Seminar at Maulana Azad Centre for Indian Culture, 22 February

The 17th edition of the MACIC Roundtable will focus on food, its impact on social identities, and the possibilities of building cultural bridges and synergies through the common love of food

Reham El-Adawi , Wednesday 21 Feb 2018
Views: 1628
Views: 1628

On Thursday, 22 February, the 17th edition of the monthly Maulana Azad Centre for Indian Culture (MACIC) Roundtable will be a seminar on “Culinary Identities: Building Cultural Synergies through Food,” held at 4pm at MACIC.

Food is now widely regarded as an important subject of scholarly study, becoming a tool to unlock mysteries behind many social and cultural particularities.

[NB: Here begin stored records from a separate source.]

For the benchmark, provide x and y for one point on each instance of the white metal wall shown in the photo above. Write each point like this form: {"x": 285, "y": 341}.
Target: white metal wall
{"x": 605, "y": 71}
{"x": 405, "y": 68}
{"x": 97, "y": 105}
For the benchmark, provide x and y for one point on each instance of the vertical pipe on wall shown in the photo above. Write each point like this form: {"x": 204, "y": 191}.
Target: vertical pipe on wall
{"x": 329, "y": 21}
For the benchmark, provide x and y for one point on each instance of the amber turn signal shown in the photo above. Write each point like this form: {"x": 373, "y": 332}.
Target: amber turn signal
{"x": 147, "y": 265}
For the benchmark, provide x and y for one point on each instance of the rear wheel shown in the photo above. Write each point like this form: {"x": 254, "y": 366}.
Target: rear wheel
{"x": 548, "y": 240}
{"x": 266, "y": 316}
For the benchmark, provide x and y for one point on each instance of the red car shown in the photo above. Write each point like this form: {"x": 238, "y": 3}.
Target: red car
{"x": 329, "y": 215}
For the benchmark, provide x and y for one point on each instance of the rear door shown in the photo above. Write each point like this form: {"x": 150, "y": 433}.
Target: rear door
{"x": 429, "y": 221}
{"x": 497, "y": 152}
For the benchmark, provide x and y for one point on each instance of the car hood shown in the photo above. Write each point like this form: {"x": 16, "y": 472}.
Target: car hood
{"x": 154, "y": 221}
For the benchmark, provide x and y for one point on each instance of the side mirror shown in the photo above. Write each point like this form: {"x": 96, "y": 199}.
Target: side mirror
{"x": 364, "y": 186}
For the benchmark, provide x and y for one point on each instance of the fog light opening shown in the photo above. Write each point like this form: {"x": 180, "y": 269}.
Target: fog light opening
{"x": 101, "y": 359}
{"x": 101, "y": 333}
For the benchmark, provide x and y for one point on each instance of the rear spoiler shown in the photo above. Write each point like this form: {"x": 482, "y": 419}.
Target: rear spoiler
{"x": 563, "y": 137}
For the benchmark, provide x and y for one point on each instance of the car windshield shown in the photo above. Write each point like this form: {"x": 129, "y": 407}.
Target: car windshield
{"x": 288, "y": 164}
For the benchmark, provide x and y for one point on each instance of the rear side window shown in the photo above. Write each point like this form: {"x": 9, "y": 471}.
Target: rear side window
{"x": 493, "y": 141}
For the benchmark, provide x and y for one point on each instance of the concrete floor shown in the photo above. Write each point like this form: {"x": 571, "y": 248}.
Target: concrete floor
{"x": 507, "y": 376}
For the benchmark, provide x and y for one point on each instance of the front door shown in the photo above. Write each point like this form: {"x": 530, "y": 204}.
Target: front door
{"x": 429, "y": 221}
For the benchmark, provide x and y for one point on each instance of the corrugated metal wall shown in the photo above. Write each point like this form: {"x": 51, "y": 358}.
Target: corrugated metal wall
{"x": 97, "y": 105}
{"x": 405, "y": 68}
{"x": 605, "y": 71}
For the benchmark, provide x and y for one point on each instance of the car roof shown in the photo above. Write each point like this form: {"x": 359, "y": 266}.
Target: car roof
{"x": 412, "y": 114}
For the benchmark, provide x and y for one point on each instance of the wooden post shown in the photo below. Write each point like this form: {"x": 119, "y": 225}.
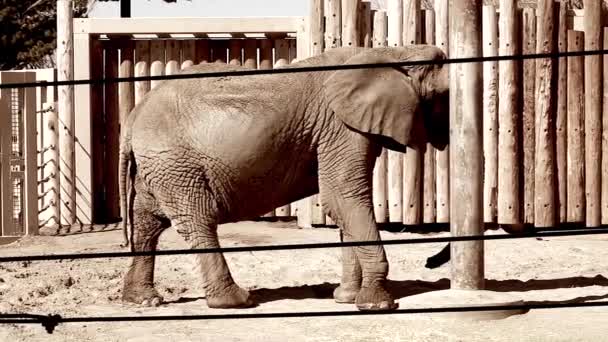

The study of food in the social sciences and humanities is not just limited to food itself, but concerns complex linkages to the narration of memories, experiences, stories, mythical tales, of the evolution of concepts like status, gender, aesthetics, culture, ethics, the formation of identities (local, national and regional), the strengthening of people-to-people relationships on the basis of a common love for food, and a plethora of other social subjects.

India and Egypt, home to two of the oldest civilisations in the world, have a rich tradition and culture of food, where many a tale in common folklore is centered on food.

The MACIC seminar discussion will aim to generate an interactive exchange of thoughts and ideas on all these aspects related to food, while deliberating on ways to build cultural synergies through food.

The discussion will also explore the potential of food tourism with a particular emphasis on local food and culture to ensure sustainability.    

Eminent speakers will elaborate on these themes, followed by an interactive question and answer session with the audience.

This edition of the MACIC Roundtable will feature Elhmy Al-Zayyat, former chairman of the Chamber of Tourism, Ashraf Gamal, editor-in-chief of Chefs Corner Magazine and managing director of the Egyptian Chefs Association, and M Melville Joseph John, a restaurateur.